1 June 2021 Director Lambda Architecture
Introducing Efficient Director/Worker Lambda Functions
Senior SRE Engineer
1 June 2021 - 2 min read
While managing more than one AWS account you collect lots of scripts on your personal machine that generate information about your infrastructure. The temptation is to lift and shift these scripts wholesale to EC2 or ECS. This is both costly and inefficient, as is running them wholly from your laptop.
Here is a method that is both cheap and efficient and because of this efficiency is both fast and light on resources. The architecture presented here is designed for python (3.6+) though is easily translatable into one of the many run-times that AWS Lambda supports.
- A Cloudwatch event rule (probably a cron rule) kicks the whole thing off by triggering a Director Lambda Function.
- The Director Lambda Function obtains a list of Regions and the list of accounts that you wish to interrogate.
- The Director asynchronously triggers an invocation of a Worker Lambda Function, one per account, passing in the account details as part of the Event Dictionary the Worker will receive. The Director's work is now complete.
- The Worker will setup a thread per region, with a target of the script that you wish to run.
- The Worker assumes a pre-defined role in the target account and region.
- The Worker creates an internal Queue object that is shared amongst all threads; this will receive the data that is being collected.
- As each Worker thread runs to completion the Worker dumps the contents of the Queue into a DynamoDB table adding in any extra fields that may be required like account id, account name, region and maybe a TTL.
- Metrics can be collected and sent on to Cloudwatch or 3rd.
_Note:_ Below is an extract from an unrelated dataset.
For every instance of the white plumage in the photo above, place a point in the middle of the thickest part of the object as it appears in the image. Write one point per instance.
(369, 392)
Party systems like Wavefront.
- Separately, a Notifier Lambda Function can take the contents of the DynamoDB table and format them into a suitable message e.g. for a Slack Channel or an email.
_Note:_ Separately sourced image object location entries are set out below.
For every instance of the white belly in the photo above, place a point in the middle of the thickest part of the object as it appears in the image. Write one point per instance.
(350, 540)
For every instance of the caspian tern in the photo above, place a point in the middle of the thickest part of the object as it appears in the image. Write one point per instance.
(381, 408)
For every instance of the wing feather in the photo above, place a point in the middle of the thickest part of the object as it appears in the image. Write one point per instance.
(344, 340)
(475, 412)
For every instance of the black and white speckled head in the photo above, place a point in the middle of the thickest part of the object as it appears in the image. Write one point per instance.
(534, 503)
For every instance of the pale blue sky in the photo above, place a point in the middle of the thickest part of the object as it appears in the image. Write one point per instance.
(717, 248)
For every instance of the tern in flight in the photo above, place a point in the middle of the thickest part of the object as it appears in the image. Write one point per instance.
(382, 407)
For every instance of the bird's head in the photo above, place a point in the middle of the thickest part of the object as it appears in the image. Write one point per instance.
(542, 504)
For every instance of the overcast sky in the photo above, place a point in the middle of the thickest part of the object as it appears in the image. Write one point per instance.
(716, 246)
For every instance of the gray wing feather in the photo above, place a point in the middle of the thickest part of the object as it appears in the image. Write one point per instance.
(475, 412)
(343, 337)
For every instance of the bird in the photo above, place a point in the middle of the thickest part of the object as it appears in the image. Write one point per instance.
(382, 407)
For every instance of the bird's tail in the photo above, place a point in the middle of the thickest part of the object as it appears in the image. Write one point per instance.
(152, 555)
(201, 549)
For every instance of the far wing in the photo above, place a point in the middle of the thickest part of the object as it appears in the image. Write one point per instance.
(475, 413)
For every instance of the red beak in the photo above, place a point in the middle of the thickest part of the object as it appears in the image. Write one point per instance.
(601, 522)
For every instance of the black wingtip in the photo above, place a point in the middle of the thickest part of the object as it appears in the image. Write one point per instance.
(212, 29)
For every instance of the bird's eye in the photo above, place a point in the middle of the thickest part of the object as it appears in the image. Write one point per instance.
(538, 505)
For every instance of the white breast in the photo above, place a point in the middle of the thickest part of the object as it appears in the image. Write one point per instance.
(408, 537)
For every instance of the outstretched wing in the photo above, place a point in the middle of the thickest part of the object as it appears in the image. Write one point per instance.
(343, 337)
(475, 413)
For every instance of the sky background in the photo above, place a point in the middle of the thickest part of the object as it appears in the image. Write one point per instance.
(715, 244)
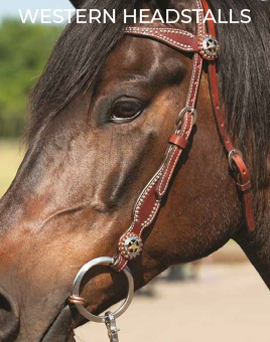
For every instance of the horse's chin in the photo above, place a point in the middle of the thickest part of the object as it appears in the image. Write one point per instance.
(61, 328)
Using this architecture on 120 accounts with 16 regions in each account, this runs to completion in a little over 20 seconds (without the DynamoDB updates) though that would depend on the work the Worker functions have to do. AWS takes care of the DynamoDB update queue which will obviously extend the time taken to run (though as it is in essence a post to an SNS endpoint, it doesn’t take too long even if you have thousands of updates to post).
The only thing left to manage is the memory size you give your Lambda functions. I’ve found that the Workers require between 256 and 512 MB of memory to prevent premature function killing due to memory exhaustion. With 120 accounts the Director is comfortable with 256MB, though the default of 128MB is leaving things a little tight.